A bank heist, a criminal cracking jokes and causing anarchy…the beginning of The Dark Knight, or ‘Red Hood?’ Another Gotham, another potential Joker…who is killed off in the first ten minutes. He shows off his homemade ‘red hood’ in a scene reminiscent of the Ku Klux Klan scene in Django Unchained (almost word for word…), and says it is lucky. Sure, in the following bank heist, a security guard misses at him with six gunshots. However, he isn’t lucky when Carl Destro, the would-be-leader, shoots him dead. It’s not that lucky, then, is it? The Robin Hood aspect of the episode was downplayed, at a time when the story would resonate with the masses. We all hate bankers! So why not string out the story of a criminal gang robbing banks to give to the poor (and to themselves, of course)? It’s another plot to give us the origin of a supervillain. And it feels that’s the only reason for it. Why not weave it in to existing storylines?
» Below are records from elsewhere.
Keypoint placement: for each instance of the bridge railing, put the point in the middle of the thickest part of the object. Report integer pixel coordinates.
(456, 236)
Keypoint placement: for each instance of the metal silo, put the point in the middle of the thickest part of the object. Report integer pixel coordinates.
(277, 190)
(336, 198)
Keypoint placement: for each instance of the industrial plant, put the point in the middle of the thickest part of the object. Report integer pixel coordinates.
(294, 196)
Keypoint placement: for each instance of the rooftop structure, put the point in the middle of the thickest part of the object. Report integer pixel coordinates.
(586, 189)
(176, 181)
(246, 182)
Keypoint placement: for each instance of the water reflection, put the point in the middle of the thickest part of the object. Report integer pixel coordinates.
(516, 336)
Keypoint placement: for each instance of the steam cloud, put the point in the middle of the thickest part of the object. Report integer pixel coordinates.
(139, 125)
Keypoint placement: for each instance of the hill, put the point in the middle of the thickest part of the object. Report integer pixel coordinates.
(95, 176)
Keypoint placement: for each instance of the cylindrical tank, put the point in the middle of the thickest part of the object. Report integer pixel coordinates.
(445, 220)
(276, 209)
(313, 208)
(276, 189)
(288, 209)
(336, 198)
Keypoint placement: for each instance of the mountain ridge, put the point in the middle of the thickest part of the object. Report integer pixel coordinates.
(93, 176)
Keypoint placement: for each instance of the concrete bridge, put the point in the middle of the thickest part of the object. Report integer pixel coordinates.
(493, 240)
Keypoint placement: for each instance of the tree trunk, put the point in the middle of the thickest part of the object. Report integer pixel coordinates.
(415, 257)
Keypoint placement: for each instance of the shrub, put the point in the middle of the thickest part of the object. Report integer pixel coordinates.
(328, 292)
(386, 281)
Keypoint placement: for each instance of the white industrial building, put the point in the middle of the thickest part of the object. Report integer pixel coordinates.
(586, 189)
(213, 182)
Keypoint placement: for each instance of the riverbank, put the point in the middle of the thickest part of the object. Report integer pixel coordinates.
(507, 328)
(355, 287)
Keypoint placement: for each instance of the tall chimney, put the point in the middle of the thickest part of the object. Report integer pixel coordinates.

Harvery says “when crooks become more popular than cops, that’s anarchy.” Why not explore that a little bit more? But no, got to make room for other story lines…
As always, Gordon and Harvery’s investigation is mixed up with all the other storylines, given short thrift. They give us some humour in an otherwise humourless episode, however. Fish still doesn’t get to see the man in charge of the basement. We find out his name, however…Mr. Dulmacher. Wait, that sounds familiar…Dulmacher…Dollmaker, perhaps?!?! Her story still feel drawn out and pointless. The only plus was the spectacular eye-gouging scene. Rather than have her eyes donated to Dulmacher, Fish takes a teaspoon and scoops her own eye out. Rather cleanly, considering she used a teaspoon. I hope it isn’t that easy to gouge your eye out with a teaspoon…A gruesome and memorable moment, the highlight of her dreary storyline. Skip to the end?
“Your appearance can be a weapon, as powerful as any knife or gun”
Penguin, for the second episode in a row, gets another dull storyline. A comedian fails at his club, he runs out of liquor, and Butch helps him find some liquor (at the expense of Maroni). That’s it…AND Barbara comes onto Selina…or was it just me who thought that? We know she’s a lesbian, but coming on to Selina…just wrong! Selina thought what I was thinking, and runs away. Oh Barbara, you always get the short end of the stick. Another dollop of screen time that could have been used elsewhere.
However, where the episode really brought up the goods was (for once!) Bruce’s story. Reggie, an old army ‘friend’ of Alfred’s, comes knocking at the Wayne Mansion on a cold and rainy night. His interactions with Bruce later on are a sign that Gotham CAN do subtlety. Reggie goads Bruce to punch him, and tells Bruce to use his surroundings in a fight…much like a certain Ra’s al Ghul, perhaps?!?!? Apart from a silly scene where Alfred allows Bruce and Reggie to drink, even though Reggie is a self-confessed alcoholic (that’s sensible, Alfie!), this storyline didn’t falter too much. We learned a little bit more about Alfred’s past. And the ending really brings an emotional punch. Reggie stabs Alfred, and while we know he won’t die, Bruce’s reaction almost brings a tear to the eye. It’s followed by the revelation the the Wayne Enterprise’s Board of Directors paid Reggie to investigate Bruce Wayne. A great twist that I didn’t see coming!
VERDICT: 7/10. Another over-stuffed episode of Gotham. A few of the storylines were only there to remind us of certain character’s existence, much to the detriment of other storylines. However, Bruce Wayne’s storyline packs an emotional punch, and elevates the whole episode.